Не оборачиваясь и не дожидаясь меня, Ксюша заходила все глубже, словно завороженная этим бледным светом с горизонта. Вода уже доходила ей до бедер, и тонкие пальцы Ксюши скользили по её поверхности.

Я не мог оторвать от неё глаз. Слабое сияние обнимало её фигуру, и я с удивительной четкостью видел каждое её движение. Вот приподнялись от холода плечи, сошлись над веревочкой купальника острые лопатки. Мой взгляд скользнул к черному треугольнику трусиков, преломлявшемуся складкой при каждом её шаге…

Дрожь, больше похожая на судорогу передернула тело. Я быстро скинул шорты, стянул через голову футболку и…

Передо мной никого не было – остался лишь гаснущий свет и темное зеркало залива, тихий шорох маленьких волн. Я вбежал в воду и побрел вперед, но, сколько ни всматривался в волны, не видел её.

Ныряет? Или утонула? Или это было видение? Может быть, все это было видение, одна сплошная галлюцинация с того момента, когда зимней ночью я услышал звонок в дверь?

Я оглянулся на пустой берег, а когда повернул голову обратно, увидел перед собой Ксюшу. Она по-прежнему шла вперед. Я обратил внимание, что её волосы ещё сухие.

До Ксюши оставалось меньше метра, ещё пара шагов и я мог бы дотронуться, но тут, она оттолкнулась от дна и, изогнувшись, ушла под воду.

Я нырнул следом. Остатки вечернего света не проникали в толщу воды, и я видел только темно серую муть, в которой кое-где чернели донные камни. Проплыв с десяток метров я вынырнул – я снова был в море один.

Свет стал ещё слабее, помрачнело. От этого, наверно, и накатила внезапная тоска – я представил, что один выхожу на берег, один поднимаюсь к дому по лесной тропинке… Как будто так никогда не было, и меня подстерегает что-то незнакомое.

Кто-то сильно толкнул меня в живот, и перед самым моим носом вынырнула Ксюша.

– Я тут мысли умные думаю, а ты… А ну, ныряй обратно!

Я слегка нажал ладонью на её макушку, и она, не ожидавшая такого подвоха, чуть и впрямь не ушла под воду, а потом обвила меня руками и ногами и тоже попыталась утопить.

Последовала некоторая возня, мы наглотались воды, прежде чем у меня получилось утихомирить мстительную Ксюшу.

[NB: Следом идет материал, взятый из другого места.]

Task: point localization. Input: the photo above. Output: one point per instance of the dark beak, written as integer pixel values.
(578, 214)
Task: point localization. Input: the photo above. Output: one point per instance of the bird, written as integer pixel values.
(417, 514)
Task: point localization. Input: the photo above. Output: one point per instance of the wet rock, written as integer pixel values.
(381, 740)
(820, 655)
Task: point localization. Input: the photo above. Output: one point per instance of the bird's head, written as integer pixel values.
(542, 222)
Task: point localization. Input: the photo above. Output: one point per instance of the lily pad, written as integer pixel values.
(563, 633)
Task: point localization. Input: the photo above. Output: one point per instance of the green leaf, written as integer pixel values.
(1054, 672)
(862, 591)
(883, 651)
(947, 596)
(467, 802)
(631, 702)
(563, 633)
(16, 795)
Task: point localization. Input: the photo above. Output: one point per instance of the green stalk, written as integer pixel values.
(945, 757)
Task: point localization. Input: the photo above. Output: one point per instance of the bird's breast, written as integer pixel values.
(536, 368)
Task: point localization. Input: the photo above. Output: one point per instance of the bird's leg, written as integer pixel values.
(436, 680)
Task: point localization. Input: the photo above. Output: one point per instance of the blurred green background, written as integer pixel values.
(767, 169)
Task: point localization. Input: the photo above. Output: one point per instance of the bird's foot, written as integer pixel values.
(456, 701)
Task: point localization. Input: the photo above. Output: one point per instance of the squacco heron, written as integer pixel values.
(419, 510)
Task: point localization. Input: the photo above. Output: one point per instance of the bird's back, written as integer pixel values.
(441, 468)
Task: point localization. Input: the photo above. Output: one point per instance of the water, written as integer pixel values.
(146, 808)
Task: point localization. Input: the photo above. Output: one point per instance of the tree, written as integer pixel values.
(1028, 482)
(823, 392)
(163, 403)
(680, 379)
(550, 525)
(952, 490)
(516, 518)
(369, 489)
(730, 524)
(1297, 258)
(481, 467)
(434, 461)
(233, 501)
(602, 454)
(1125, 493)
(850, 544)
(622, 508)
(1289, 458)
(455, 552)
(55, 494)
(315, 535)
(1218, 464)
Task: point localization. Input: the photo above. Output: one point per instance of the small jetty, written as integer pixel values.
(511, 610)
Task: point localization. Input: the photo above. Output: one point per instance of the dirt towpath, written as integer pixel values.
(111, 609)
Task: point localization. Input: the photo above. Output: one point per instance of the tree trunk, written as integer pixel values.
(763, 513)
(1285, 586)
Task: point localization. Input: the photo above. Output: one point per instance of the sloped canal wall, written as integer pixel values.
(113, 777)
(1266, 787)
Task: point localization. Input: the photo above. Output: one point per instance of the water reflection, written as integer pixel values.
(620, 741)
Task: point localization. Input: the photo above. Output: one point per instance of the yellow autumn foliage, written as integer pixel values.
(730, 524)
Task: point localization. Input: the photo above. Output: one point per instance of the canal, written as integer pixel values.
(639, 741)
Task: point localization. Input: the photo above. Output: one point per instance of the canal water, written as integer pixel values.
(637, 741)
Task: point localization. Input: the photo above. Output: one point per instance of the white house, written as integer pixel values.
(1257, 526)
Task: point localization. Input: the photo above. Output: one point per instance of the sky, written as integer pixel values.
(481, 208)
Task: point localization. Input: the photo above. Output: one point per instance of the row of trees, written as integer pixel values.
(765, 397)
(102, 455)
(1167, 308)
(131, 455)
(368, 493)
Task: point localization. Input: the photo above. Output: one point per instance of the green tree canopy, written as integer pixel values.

Она пыталась прокашляться, а я держал её в объятиях.

– Все?

– Вроде…

Я потянул её к себе и поцеловал. Я перестал что-либо чувствовать, кроме соленых Ксюшиных губ и языка. Мокрые плечи облизывал холодок. Последний свет погас, и вместе с ним незаметно исчезли и берег, и лес, и горизонт.